Em resposta a este anúncio, a Amazon declarou que as mudanças nas condições de serviço permitem clarificar os direitos e as responsabilidades dos vendedores externos, que representam 58% das vendas de produtos na sua plataforma.

"Continuaremos a trabalhar arduamente, a investir massivamente e a inventar novas ferramentas e serviços para ajudar os nossos parceiros comerciais globais a alcançarem novos clientes e a expandirem os seus negócios", disse a empresa.
 
Os gigantes digitais estão sob crescente atenção por parte dos reguladores europeus. Em março, a Google foi multada em 1,49 mil milhões de euros pela Comissão Europeia por abuso de posição dominante ligada à sua rede publicitária AdSense.

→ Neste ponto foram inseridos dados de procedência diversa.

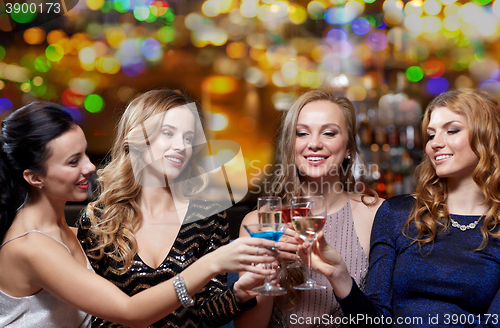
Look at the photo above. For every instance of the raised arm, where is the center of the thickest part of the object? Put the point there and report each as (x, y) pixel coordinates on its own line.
(51, 267)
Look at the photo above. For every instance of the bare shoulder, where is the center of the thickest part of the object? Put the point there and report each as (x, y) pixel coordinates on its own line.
(361, 209)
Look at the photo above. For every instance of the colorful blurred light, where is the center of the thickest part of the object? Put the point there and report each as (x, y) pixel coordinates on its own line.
(361, 26)
(342, 49)
(236, 50)
(220, 84)
(297, 14)
(95, 4)
(451, 23)
(42, 64)
(27, 16)
(218, 122)
(414, 8)
(115, 36)
(93, 103)
(432, 7)
(75, 113)
(437, 86)
(414, 74)
(55, 35)
(141, 13)
(71, 99)
(434, 68)
(249, 8)
(335, 35)
(5, 105)
(37, 81)
(377, 41)
(133, 65)
(316, 9)
(150, 48)
(414, 23)
(34, 35)
(340, 15)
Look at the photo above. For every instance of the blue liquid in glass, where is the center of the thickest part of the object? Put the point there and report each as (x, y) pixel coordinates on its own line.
(270, 235)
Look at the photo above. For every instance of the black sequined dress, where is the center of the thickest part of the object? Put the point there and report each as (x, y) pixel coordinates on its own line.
(446, 284)
(202, 232)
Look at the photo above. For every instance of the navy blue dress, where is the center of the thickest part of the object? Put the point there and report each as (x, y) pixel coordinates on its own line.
(446, 284)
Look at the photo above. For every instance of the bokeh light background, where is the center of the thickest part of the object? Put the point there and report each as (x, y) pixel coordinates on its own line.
(246, 60)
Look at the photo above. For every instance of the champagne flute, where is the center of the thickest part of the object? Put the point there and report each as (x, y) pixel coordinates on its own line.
(268, 209)
(272, 231)
(308, 218)
(286, 217)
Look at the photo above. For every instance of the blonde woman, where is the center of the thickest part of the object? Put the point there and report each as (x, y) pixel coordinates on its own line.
(45, 277)
(149, 224)
(316, 155)
(435, 255)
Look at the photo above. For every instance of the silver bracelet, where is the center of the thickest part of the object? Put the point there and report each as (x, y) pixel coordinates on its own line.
(182, 294)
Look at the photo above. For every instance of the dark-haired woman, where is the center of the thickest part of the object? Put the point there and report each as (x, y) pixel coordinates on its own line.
(45, 278)
(435, 255)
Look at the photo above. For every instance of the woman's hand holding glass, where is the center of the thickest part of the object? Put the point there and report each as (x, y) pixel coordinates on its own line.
(308, 218)
(241, 254)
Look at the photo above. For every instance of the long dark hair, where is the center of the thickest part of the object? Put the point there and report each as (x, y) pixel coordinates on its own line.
(23, 146)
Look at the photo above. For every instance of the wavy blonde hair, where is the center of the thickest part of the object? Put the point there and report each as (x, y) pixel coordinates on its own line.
(285, 158)
(115, 215)
(430, 214)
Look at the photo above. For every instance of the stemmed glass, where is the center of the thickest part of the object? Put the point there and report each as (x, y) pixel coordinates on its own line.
(308, 218)
(272, 231)
(268, 209)
(286, 217)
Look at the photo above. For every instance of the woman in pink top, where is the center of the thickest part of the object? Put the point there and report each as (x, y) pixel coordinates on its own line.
(316, 155)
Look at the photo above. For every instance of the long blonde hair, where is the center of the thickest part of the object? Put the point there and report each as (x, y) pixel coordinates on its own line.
(286, 173)
(115, 215)
(430, 214)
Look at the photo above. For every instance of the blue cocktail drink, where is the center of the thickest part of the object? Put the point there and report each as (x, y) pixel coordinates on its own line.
(271, 231)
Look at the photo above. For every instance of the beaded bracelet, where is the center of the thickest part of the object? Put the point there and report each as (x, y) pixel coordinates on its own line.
(182, 294)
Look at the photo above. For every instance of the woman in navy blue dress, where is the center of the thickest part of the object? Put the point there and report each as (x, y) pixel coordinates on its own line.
(435, 255)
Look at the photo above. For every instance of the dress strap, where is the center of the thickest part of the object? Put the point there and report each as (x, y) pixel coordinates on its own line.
(27, 232)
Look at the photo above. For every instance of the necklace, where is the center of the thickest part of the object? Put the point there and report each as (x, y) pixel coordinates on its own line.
(464, 227)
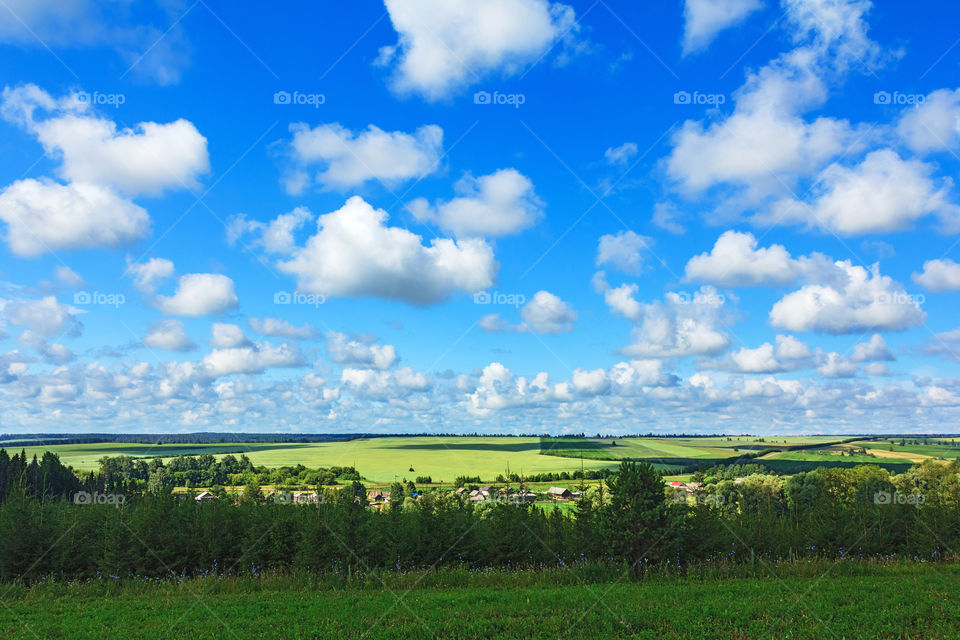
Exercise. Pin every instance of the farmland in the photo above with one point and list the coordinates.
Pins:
(385, 459)
(801, 601)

O gabinete federal alemão, que também abriu um inquérito sobre o Facebook, pediu em fevereiro passado à rede social que acabe com algumas das suas práticas de recolha de dados, dizendo que o grupo liderado por Mark Zuckerberg abusou da sua posição dominante no mercado para recolher informações sobre os seus utilizadores sem o seu conhecimento.

Em relação à Amazon, o organismo alemão concentrou a sua investigação na transparência entre a gigante da distribuição e os vendedores externos em relação a rescisões, pagamentos em atraso e prazos de entrega. O acordo prevê que a Amazon dê um pré-aviso de 30 dias e um motivo ao vendedor externo que deseja retirar da sua plataforma, o que a empresa americana podia, até ao momento, fazer com efeito imediato e sem explicação.

Os vendedores externos das plataformas na Europa também terão a possibilidade, em alguns casos, de recorrer à justiça - por exemplo, no caso de uma disputa com a Amazon sobre os custos de devoluções ou reembolsos de produtos.